For me anyway, it became a hassle to come up with an addtional tale to tell when I would make changes to the display. So after a few years I stopped and no one even seemed to care if I had a story or not to tell.

I created a good atmosphere for the people who come to my yard haunt and it seemed that everyone accepted it for what it was. 
*_


----------



## wandererrob

I have a back story for my home haunt that serves as the framework for my vision of the haunt. However, I've never felt like the haunt directly tells that story. It's really not known to anyone but myself and whomever I've told the story to. I'm not sure how to relate the tale to the average hauntgoer though.


----------



## WillieTheBatman

I have a graveyard haunt and within the graveyard the tombstones are based off the classic monsters. I use the literature/history, when I can, for the basis of the information on the tombstones. Example, in the area for my vampire prop, I have a tombstone for Vlad Trepes. The epitaph reads - Prince of Wallachia, Born 1431, Died 1476, Rose 1897 and forever lives as Count Dracula. 

I give a tad of historical knowledge about the "real dracula" and a bit about the literature.

I try to add a new stone each year, I am working on an H P Lovecraft spot for this year.


----------



## tallula.d

I really like theme's I think I have a touch of OCD so I like everything to go together.

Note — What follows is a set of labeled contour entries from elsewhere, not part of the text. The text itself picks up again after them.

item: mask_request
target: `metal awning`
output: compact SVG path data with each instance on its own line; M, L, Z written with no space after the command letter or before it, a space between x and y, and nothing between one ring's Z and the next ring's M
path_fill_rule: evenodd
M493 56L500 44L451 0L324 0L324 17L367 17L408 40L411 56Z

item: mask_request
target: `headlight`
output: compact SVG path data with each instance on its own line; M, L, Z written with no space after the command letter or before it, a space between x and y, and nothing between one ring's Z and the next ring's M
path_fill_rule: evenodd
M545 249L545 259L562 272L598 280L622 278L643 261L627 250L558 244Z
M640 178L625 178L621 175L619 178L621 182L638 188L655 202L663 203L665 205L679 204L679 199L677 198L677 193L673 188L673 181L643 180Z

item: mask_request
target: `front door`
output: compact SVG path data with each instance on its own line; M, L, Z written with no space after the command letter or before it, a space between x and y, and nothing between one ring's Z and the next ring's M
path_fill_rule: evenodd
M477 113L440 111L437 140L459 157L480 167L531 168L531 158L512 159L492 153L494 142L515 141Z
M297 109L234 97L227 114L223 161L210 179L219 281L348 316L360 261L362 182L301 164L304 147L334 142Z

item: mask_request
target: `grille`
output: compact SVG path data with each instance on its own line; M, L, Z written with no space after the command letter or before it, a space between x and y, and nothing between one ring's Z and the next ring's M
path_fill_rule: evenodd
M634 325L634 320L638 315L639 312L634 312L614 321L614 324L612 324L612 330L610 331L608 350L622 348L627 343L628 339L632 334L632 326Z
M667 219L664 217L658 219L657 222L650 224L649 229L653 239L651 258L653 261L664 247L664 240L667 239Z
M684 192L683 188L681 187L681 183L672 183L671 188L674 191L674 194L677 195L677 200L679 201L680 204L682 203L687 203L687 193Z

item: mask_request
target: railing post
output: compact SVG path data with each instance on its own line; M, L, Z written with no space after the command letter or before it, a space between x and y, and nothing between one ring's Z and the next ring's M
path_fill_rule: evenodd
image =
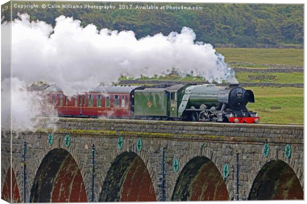
M23 203L25 203L26 197L26 153L27 151L27 142L24 141L23 142Z
M162 185L161 185L161 189L162 189L162 199L161 199L161 201L164 201L164 182L165 182L165 178L164 178L164 158L165 158L165 150L164 148L162 148Z
M92 193L91 194L91 202L94 202L94 171L95 171L95 146L94 145L92 145Z
M237 201L239 201L239 153L237 153Z

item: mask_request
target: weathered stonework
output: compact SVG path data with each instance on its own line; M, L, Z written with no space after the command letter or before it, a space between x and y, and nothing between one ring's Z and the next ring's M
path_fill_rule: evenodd
M229 175L223 178L223 182L229 199L236 200L237 153L239 153L240 167L239 200L248 198L258 173L266 164L273 160L280 160L286 163L285 166L294 171L304 189L303 126L61 118L57 122L56 130L47 130L44 128L46 126L44 124L48 120L42 119L42 126L35 133L13 133L12 135L12 167L22 202L23 167L20 162L25 141L27 144L27 202L30 201L30 194L36 174L44 159L51 151L61 149L67 151L75 161L81 172L87 201L90 201L92 175L91 147L93 144L96 148L94 189L95 202L100 201L103 182L112 164L120 154L127 152L134 153L137 155L136 156L139 156L142 159L150 176L155 199L160 200L161 191L158 183L161 171L162 148L165 151L165 200L166 201L171 200L177 181L185 166L197 156L206 157L211 161L221 175L223 175L224 165L228 164ZM54 139L52 146L50 147L48 135L51 132L53 133ZM64 138L67 134L70 136L70 145L68 147L65 145ZM120 136L123 139L123 145L120 150L117 147L117 140ZM141 151L138 151L136 147L139 138L142 139L143 143ZM1 133L1 145L9 144L9 136L6 133ZM263 155L264 143L269 145L267 157ZM287 144L290 144L292 149L289 158L285 155ZM9 148L2 148L1 154L7 154ZM174 158L177 158L179 162L177 172L173 169ZM139 161L138 163L140 163L141 160L137 161ZM1 179L3 185L10 164L9 161L3 160L1 160ZM52 163L51 162L51 164ZM141 168L136 168L139 171L141 171L140 169L143 171L143 164L138 165ZM135 173L126 173L126 175ZM141 180L146 180L139 178ZM55 181L54 183L56 183ZM130 181L129 183L133 183L133 181ZM195 183L195 186L200 185ZM139 184L136 183L134 185ZM189 188L193 188L192 186ZM123 189L121 191L124 191ZM150 188L148 189L150 191ZM200 196L196 193L193 194L194 197ZM126 200L129 200L129 195L125 196Z

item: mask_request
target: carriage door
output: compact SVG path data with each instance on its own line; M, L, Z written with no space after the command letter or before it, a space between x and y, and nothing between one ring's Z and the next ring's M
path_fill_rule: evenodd
M79 96L79 114L81 115L83 114L83 98L84 96Z
M121 96L121 107L125 107L125 96Z
M169 110L170 117L177 116L177 92L170 92L170 108Z

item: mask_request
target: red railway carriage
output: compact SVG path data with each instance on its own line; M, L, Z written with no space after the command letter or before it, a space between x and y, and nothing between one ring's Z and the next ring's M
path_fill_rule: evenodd
M68 97L56 85L46 89L61 116L130 118L132 93L137 86L100 86L93 91Z

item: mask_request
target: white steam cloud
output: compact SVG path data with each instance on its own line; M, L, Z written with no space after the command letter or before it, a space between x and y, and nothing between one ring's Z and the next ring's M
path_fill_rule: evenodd
M41 110L43 100L39 97L35 111L27 106L33 105L32 99L37 97L26 91L26 85L38 81L56 84L69 96L89 91L101 82L111 84L122 75L150 77L166 74L172 69L209 82L237 81L224 57L211 45L195 42L196 35L188 27L180 33L137 39L131 31L98 31L93 24L82 27L80 21L64 16L55 19L54 28L43 21L31 21L26 14L19 16L20 19L2 23L1 28L11 26L12 77L15 78L12 99L20 100L12 103L12 109L22 112L17 106L26 107L22 119L26 121L25 118L36 117ZM9 70L8 64L3 62L2 69ZM2 86L9 77L9 72L2 71ZM22 120L17 124L27 123Z
M167 74L174 68L193 71L209 82L235 82L232 69L210 44L194 43L192 29L135 38L131 31L99 31L92 24L61 16L54 28L27 14L12 23L12 75L26 82L55 83L66 94L110 84L122 75L137 77Z

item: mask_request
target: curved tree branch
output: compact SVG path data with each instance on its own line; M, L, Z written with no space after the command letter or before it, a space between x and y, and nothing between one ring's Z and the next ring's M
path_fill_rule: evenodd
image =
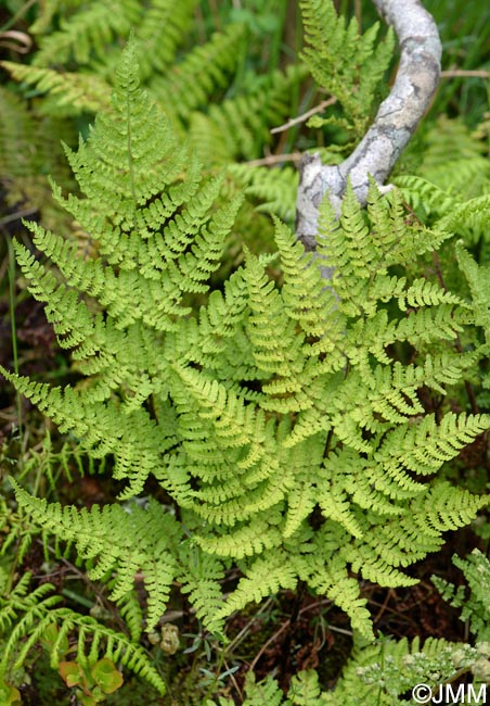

I love planning parties and I would always go with a theme and everything goes along with that theme (colors, foods, decor, etc). I like to do decorations this way because it is easier to stay on track when everything goes together (for me at least). It's also easier for me to continue adding when I know throughout the year what kind of items I should buy. I buy a lot at auctions because I work at an auction and I hit a lot of yard sales and thrift stores. If I know exactly what my theme is I can zero in on items that will go with it. I don't really come up with a back story, I just stick to a theme. One year I had a vampire party, one year I had a Poe yard haunt, and this year I have to pick a theme.


----------



## LucDarque

I find that a backstory really helps me to develop the overall look and feel of the haunt and it really helps my actors with their character development. I'm sure not everyone gets the whole story but in themed entertainment i find that a rich story is necessary. Most people will only get that everything ties together but some will figure out the deeper storylines. 

In our haunt the principle characters are the Darque Family but there are many more supporting characters as well. Each one has something to do with the Darques and their terrible history and are bound to the family in some way.


----------



## Grimm Pickins

WillieTheBatman said:


> I try to add a new stone each year, I am working on an H P Lovecraft spot for this year.


I'm very happy to see Lovecraft having more and more of an influence on the builds within the haunt community!

For years and years we were 'lawn decorators' and our primary display was a large number of carved pumpkins (running around 50-60 for the last several years). We began the move into a cohesive haunt last season, and this year we plan to launch a full fledged walkthrough. We have gathered quite the crowd for Vermont, breaking 300 ToTs last year. We started to feel like we owed them, and ourselves, something... well... more.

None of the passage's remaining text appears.